Being a Better Leader

 

It may seem that leaders get all of the credits without having to share the pain. But great leaders know there is more to their work than visible. So much of what it takes to be a leader often goes unnoticed. The behind the scenes and after-hours, the tough decisions that need to be made, everything! Leading a distributed team is rewarding. But incredibly challenging too, especially because we care deeply about our colleagues. It is hardly easy to give honest feedback to people you really care about. It is even harder to part ways, regardless of the situation. The real truth is that leaders experience many joyful moments, along with moments of disappointment. The ongoing learning process makes one a better leader. Anyone who aspiring leadership must push on and allow challenges to shape them. Here are some of the tough lessons that every great leader will learn:

1. Trust takes time and energy.

Do not assume trust will occur naturally over time. Being likable is not the same as being trusted. You will realize that you can spend your time and energy trying to be liked or you can invest in being a trustworthy and effective leader. But you cannot do both.

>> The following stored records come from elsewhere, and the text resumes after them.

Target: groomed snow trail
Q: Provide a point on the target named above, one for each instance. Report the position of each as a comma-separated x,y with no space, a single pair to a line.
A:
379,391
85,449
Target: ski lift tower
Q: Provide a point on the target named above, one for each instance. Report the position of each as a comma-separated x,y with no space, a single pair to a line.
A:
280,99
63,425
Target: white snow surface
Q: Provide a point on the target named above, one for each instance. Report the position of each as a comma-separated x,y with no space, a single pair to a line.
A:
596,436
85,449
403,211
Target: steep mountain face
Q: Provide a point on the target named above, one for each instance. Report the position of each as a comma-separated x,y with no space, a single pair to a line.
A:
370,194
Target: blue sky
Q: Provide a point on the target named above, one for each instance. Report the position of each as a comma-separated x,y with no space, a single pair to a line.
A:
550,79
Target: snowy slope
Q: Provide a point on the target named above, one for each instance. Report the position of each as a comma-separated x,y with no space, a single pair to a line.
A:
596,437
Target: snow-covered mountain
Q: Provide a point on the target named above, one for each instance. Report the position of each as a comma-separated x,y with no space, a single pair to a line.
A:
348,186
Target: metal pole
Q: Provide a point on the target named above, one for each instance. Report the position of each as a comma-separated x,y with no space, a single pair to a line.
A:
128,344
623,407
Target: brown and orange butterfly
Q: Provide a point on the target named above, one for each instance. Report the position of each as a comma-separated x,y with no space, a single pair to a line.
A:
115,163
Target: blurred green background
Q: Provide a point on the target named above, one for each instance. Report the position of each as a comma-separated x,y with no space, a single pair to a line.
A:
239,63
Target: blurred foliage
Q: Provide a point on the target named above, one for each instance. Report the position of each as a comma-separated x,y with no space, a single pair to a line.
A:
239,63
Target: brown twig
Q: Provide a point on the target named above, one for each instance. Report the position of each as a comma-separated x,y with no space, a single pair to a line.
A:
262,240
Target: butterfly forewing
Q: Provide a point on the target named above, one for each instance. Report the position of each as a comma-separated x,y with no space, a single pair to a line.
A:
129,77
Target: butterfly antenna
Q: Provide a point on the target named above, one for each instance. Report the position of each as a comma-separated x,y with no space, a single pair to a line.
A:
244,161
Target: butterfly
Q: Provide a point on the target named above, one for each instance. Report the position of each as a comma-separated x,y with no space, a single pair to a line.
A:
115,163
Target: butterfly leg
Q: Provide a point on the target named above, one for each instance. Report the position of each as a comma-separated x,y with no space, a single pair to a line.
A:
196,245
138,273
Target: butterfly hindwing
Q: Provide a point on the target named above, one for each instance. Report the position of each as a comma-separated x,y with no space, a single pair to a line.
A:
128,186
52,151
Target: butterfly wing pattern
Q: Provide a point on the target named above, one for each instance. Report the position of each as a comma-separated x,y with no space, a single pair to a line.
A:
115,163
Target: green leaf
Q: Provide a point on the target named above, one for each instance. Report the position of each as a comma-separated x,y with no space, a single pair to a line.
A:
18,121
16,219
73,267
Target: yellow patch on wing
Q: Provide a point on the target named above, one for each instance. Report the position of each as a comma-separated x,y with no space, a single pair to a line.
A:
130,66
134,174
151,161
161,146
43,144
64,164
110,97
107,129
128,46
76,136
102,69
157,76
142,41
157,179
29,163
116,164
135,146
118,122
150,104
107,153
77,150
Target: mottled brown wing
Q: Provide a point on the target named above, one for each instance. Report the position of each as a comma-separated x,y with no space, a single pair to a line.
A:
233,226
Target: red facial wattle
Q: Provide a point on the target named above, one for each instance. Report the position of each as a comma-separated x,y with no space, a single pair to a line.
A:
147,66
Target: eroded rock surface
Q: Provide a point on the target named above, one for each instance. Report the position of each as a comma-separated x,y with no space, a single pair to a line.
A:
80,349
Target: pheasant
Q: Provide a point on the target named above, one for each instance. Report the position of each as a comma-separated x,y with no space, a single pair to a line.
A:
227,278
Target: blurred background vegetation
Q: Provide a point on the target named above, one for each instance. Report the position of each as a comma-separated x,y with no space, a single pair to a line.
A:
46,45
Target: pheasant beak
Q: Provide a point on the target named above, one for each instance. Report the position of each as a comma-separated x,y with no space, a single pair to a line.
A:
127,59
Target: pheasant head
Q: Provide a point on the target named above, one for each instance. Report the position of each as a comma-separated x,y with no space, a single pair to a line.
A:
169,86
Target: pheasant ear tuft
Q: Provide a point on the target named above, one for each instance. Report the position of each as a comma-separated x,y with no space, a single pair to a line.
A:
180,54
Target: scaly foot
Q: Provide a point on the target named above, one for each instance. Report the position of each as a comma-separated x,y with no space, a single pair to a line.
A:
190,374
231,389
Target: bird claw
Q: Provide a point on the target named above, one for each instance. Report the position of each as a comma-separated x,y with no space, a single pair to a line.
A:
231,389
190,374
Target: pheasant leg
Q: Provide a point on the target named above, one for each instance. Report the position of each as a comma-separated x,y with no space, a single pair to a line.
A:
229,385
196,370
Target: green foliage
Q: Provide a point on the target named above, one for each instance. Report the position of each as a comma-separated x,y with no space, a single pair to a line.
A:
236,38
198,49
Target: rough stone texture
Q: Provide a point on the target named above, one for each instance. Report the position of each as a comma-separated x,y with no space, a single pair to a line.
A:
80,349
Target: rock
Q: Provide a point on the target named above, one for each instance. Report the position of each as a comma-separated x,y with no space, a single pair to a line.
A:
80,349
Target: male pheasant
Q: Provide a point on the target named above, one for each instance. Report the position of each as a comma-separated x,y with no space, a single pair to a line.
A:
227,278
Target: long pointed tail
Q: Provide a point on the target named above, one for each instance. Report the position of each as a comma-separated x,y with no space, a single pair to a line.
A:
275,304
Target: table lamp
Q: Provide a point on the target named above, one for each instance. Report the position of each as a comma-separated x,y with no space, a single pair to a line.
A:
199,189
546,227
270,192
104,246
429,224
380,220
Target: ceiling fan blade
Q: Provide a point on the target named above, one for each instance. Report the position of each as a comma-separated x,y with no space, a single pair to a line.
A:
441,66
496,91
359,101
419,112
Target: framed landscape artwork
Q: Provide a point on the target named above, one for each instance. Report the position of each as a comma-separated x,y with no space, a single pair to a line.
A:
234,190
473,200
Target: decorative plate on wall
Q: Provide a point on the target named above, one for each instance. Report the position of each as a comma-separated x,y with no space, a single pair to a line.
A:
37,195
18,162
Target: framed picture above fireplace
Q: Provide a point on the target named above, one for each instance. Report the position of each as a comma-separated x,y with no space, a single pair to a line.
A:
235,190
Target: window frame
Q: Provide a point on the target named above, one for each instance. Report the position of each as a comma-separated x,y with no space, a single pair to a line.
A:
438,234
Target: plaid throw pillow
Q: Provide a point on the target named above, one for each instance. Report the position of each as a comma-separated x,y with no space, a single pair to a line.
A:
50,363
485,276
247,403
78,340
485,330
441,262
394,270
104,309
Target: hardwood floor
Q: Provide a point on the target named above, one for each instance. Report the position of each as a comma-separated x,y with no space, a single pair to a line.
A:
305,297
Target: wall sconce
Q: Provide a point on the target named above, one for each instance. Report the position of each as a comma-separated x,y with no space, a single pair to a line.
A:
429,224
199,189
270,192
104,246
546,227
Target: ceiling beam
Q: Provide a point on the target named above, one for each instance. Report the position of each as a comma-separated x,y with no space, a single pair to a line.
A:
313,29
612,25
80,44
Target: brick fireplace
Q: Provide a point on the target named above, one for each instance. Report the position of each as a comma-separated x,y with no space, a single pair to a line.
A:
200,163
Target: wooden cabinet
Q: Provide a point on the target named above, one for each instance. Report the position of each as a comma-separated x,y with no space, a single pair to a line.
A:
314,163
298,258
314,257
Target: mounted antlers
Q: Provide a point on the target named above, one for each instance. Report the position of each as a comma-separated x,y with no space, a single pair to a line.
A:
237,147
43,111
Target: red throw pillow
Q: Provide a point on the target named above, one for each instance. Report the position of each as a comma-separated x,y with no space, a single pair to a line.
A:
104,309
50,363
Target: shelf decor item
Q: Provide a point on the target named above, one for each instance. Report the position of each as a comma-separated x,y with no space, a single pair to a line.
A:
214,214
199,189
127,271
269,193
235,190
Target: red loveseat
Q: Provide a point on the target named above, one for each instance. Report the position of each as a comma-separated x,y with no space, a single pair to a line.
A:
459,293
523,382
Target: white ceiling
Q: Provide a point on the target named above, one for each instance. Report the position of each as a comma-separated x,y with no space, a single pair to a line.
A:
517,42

2. Kindness is underrated.

You may think that your leadership position gives you license to say or do whatever you want. But a single careless comment can cause a lot of havoc. Showing kindness may be an underrated but is necessary. It can transform how you lead your team and send a clear message for how they should treat each other.

3. Words are hollow.

Your words are meaningless unless you follow through with action. So work on goals and your commitments. Proving yourself will inspire your team to support your plan and to be part of making it a success.

4. Status quo is safe.

This truth is especially tough for leaders who join a new organization. There are many others when a new leader starts who are more comfortable maintaining the status quo than embracing new challenges. You may need to evaluate your team and make some tough choices about who can break free and strive to keep getting better.

5. Power trips ensue.

Power can go to your head if you are not constantly vigilant. And even still you will have moments where ego bests humility. Good leaders invest in a daily effort to be humble and consider the work that each person is contributing. Practice putting the needs of the team before your own. The less time you spend thinking about yourself, the better. 

6. Not everyone is to stay.

You do your best to earn trust, follow through on your plans and treat others with kindness. Yet this does not ensure that everyone will stay in your organization. People leave for personal reasons or because they cannot accept change or challenges. Your job is to accept it, ensure that the person’s departure does not disrupt others, and move forward.